One autumn morning in 2023, a young Nepali man by the name of Bista Prakash sat cross-legged at his home altar. Nearby, his parents were preparing for puja, one of the major Hindu rituals of worship. Offerings of mangoes, bananas, and a few hundred rupee notes lay before an image of Shiva and a statue of Ganesh decorated with a necklace of marigolds that Prakash’s mother had made the day before. Prakash looked around the room in a daze, his ears ringing, his thoughts a mess. He still couldn’t believe that he had managed to escape from Russia.

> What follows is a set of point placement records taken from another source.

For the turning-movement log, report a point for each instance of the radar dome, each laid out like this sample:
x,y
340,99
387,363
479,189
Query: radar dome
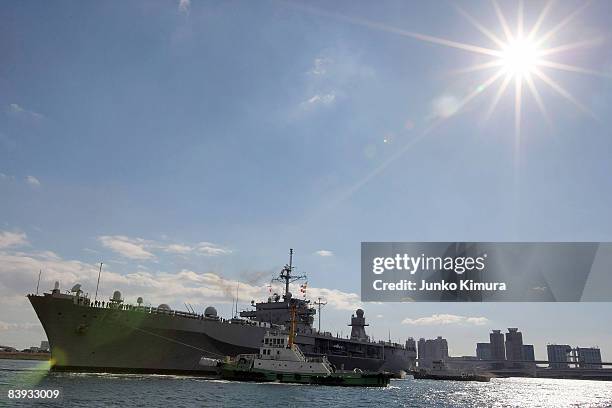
x,y
210,312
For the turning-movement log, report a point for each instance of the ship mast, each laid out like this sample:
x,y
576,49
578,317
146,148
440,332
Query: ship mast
x,y
292,329
286,277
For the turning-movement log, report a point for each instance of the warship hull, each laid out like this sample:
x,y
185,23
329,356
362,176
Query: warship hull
x,y
87,338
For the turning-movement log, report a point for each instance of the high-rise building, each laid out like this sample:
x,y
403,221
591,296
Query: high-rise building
x,y
588,357
558,355
528,352
483,351
431,350
411,345
498,349
421,350
514,344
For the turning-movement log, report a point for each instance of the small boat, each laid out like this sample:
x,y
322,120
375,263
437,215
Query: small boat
x,y
281,360
440,372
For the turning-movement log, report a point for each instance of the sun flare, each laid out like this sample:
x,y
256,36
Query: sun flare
x,y
519,57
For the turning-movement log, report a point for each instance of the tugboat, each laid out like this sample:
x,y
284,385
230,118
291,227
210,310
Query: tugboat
x,y
281,360
440,372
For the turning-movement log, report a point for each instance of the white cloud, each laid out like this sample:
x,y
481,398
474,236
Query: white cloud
x,y
323,99
210,249
138,248
33,181
133,248
320,66
12,239
178,249
445,319
19,111
184,6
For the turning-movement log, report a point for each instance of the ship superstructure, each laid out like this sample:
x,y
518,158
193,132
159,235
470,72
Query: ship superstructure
x,y
113,336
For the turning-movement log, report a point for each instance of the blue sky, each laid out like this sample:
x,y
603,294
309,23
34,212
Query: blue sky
x,y
209,137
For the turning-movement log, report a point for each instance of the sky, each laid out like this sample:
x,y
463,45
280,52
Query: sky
x,y
188,145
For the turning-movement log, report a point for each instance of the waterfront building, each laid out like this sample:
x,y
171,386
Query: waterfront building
x,y
588,357
411,345
498,348
483,351
431,350
528,352
558,355
514,344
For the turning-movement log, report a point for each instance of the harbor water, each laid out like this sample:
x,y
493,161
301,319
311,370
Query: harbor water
x,y
132,390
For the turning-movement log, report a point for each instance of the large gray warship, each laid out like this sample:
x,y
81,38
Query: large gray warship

That morning, deities Shiva and Ganesh received a rather unusual prayer from the Prakash family. They asked the gods to cleanse Bista’s karma of the murders he had committed and help him forget all about it. Only weeks earlier, the 25-year-old was fighting in the Russian army and killing Ukrainians. He didn’t even know how many people he had killed, estimating the figure to be between 10 and 50. After completing the ritual, he rose to his feet in full confidence that his karma was now clean. Truth be told, Prakash did not suffer from pangs of consciousness. But his war wounds, the nightmares, and the fear that his Russian commanders would find him and drag him back to the front line, continued to torment him until the day in May when we met.
Prakash meets me at a bus stop and takes me for a long walk back to his home — a rented room on the outskirts of Kathmandu. He is wearing black sweatpants and a blue sports jumper. He limps heavily on his right leg and speaks quietly, barely moving his lips.
The room, which costs €34 a month, is Prakash’s home while he undergoes treatment at the nearby hospital for injuries he sustained fighting another country’s war. Though the Russian authorities promised him a significant financial reward, Prakash has not seen most of that money and his brother helps him pay for his accommodation.
Bista Prakash. Photo: Irina Kravtsova / Novaya Gazeta Europe
Prakash lives on the ground floor of a grey concrete house — in a tiny, dimly lit room with an old bed, a table, a chair, and a two-plate electric hob. There’s only one shower for three floors. The communal restroom, similar to those at gas stations, is just opposite his room.
Prakash grew up in a poor family in the small town of Dailekh. His mother is a housekeeper, while his father was always seeking work in town, accepting whatever jobs he could find. Oftentimes, he found nothing.
Landlocked between India and China, Nepal is one of the poorest countries in South Asia. Its population currently exceeds 31 million and continues to grow — and with it grows the unemployment rate.
Prakash decided to go to Russia for a “change of scenery” after a prolonged depression — his wife had committed suicide just six months after their marriage, and he never understood why.
“For months after that, I hardly ate and just cried all day long, unable to get out of bed,” he says.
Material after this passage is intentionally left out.